Réuni jeudi 16 juin, le conseil d’administration de Paris Habitat, un des plus importants organismes HLM de France avec ses 122 000 logements, a acté le « départ volontaire » de son directeur, Stéphane Dambrine. Départ qui prendra effet le 13 juillet. Les administrateurs ont approuvé à la quasi-unanimité – à l’exception du représentant de Droit au logement – l’accord de rupture conventionnelle qui permet à Paris Habitat de se défaire de M. Dambrine en lui versant une indemnité certes généreuse mais, selon Roger Madec, conseiller de Paris (PS) et président de Paris Habitat, « moitié moindre par rapport à celle de 600 000 euros prévue à son contrat de travail, soit trente mois de salaire ».

« Enquête interne »

En réalité, il s’agit de l’éviction, plutôt brutale, de ce directeur arrivé en 2011 à l’initiative de l’équipe de Bertrand Delanoë, alors maire de Paris, et venu de Valophis, organisme HLM du conseil général du Val-de-Marne. M. Dambrine s’en va après plusieurs mois d’attaques, par médias interposés, sur les avantages et salaires accordés à l’équipe dirigeante de 31 directeurs et chargés de mission, sur la présence, dans les logements, de hauts fonctionnaires dont les revenus dépassent largement les plafonds, comme l’a révélé Le Parisien, sur des surfacturations de travaux par la régie interne et l’achat pour 130 000 euros de meubles de bureau d’abord disparus puis retrouvés, comme l’a raconté Marianne.

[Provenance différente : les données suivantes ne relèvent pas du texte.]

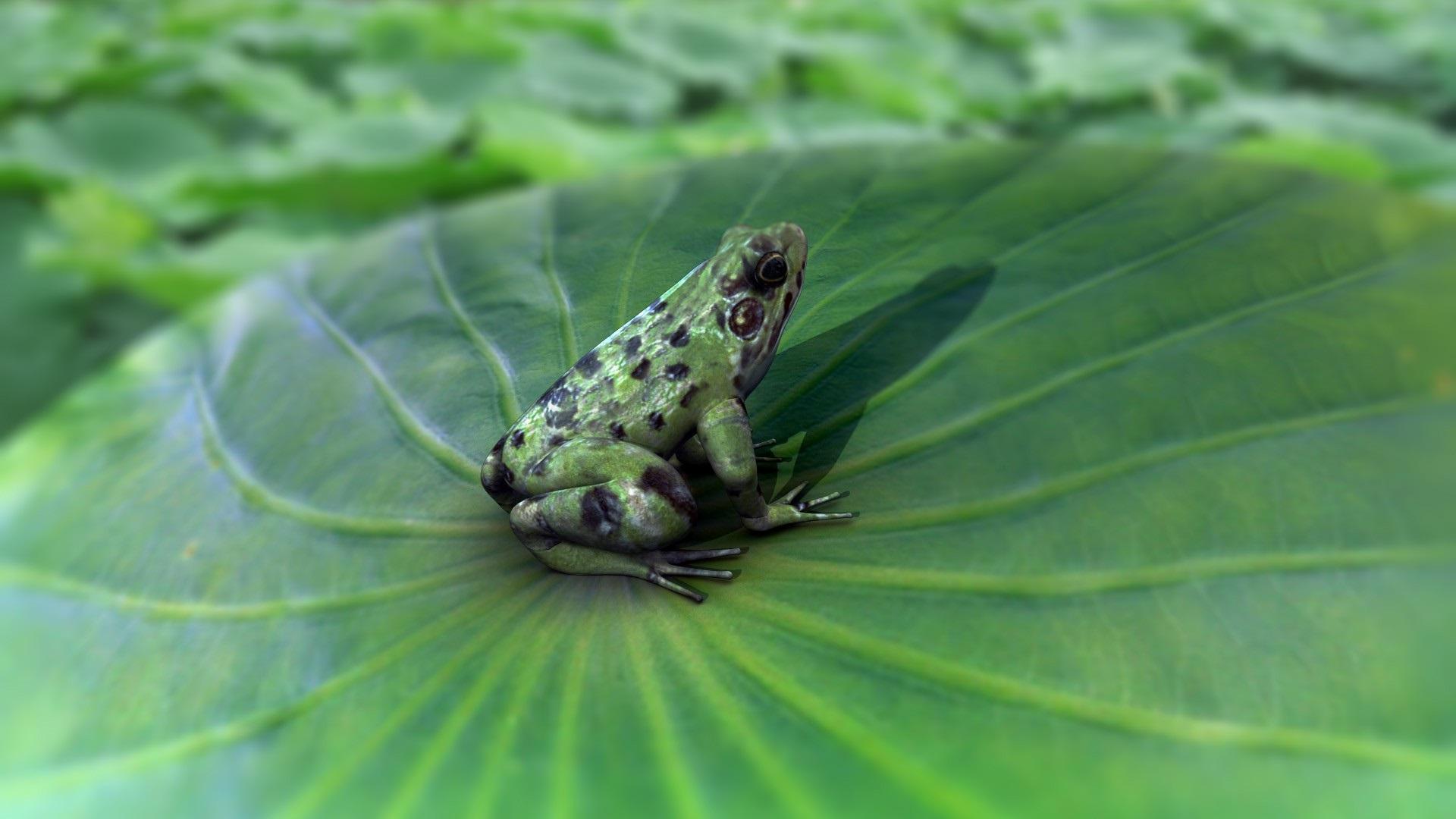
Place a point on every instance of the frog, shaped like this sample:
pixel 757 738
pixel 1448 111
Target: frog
pixel 587 472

Ian Brossat, adjoint (PC) au maire de Paris chargé du logement, prévenait dans un entretien accordé le 4 juin à Radio Protestante : « Si ces faits sont avérés ils sont profondément scandaleux et nous allons mener une enquête interne pour vérifier ces affaires, et si c’est nécessaire aller en justice. » Sans attendre le résultat de l’enquête qu’il appelait de ses vœux, il annonçait aussi : « Nous allons changer le directeur de Paris Habitat et ce sera réalisé le 16 juin. »

Pour Roger Madec, « M. Dambrine est un bon professionnel, reconnu de tous, mais la confiance était rompue et il nous fallait trouver un accord ». La forme choisie, la rupture conventionnelle, permet non seulement d’éviter une aléatoire et coûteuse procédure de licenciement mais surtout d’avoir à réunir une majorité des deux tiers du conseil d’administration pour l’approuver, chose difficile pour M. Brossat. Celui-ci reconnaissait, toujours au micro de Radio Protestante, ne disposer, pour les élus de la Ville, que de six sièges sur vingt-deux, les autres membres étant des personnes qualifiées – dont certaines nommées par la municipalité –, des représentants des locataires et des syndicats, comme le prévoit le code de la construction. Les offices publics ont, en effet, une autonomie de gestion et les maires n’y ont pas tous les pouvoirs.

Climat délétère

La question du remplacement de M. Dambrine reste cependant entière et s’ouvre une période d’incertitude, avec un probable intérim. Selon nos informations, des candidats ont déjà été auditionnés : Frédérique Lahaye, conseillère de Manuel Valls sur les questions de logement, venue du cabinet de Bertrand Delanoë et de la Ville de Paris, a été pressentie mais aurait refusé. La mairie cherche non seulement des compétences de gestionnaire et de manageur mais aussi de chasseur de coûts et de « nettoyeur » : le train de vie de Paris Habitat, avec ses 31 directeurs et chargés de mission, ses fauteuils design à 4 000 euros pièce dans le hall d’entrée, irrite la maire de Paris qui cherche à faire des économies.

En interne, le climat est devenu délétère, plusieurs directeurs se sentant sur la sellette et dénoncent « une chasse aux sorcières ». Le syndicat de salariés Supap-FSU dénonce, lui, une « purge de la direction générale. Nous sommes victimes d’une campagne médiatique ordurière et montrés du doigt », s’insurge Mohamed Hellal, représentant de ce syndicat. « Des locataires affichent ces articles dans les halls d’immeubles et nous traitent de fainéants, de voleurs… ».

Un autre point de tension entre la ville et son office concerne la gestion des plus de 5 000 commerces qui lui appartiennent et lui rapportent 60 millions d’euros de loyers par an. La ville a le projet d’en reprendre le contrôle par l’intermédiaire d’une filiale ou d’un groupement d’intérêts économiques (GIE), et peut-être d’en conserver la recette pour son budget.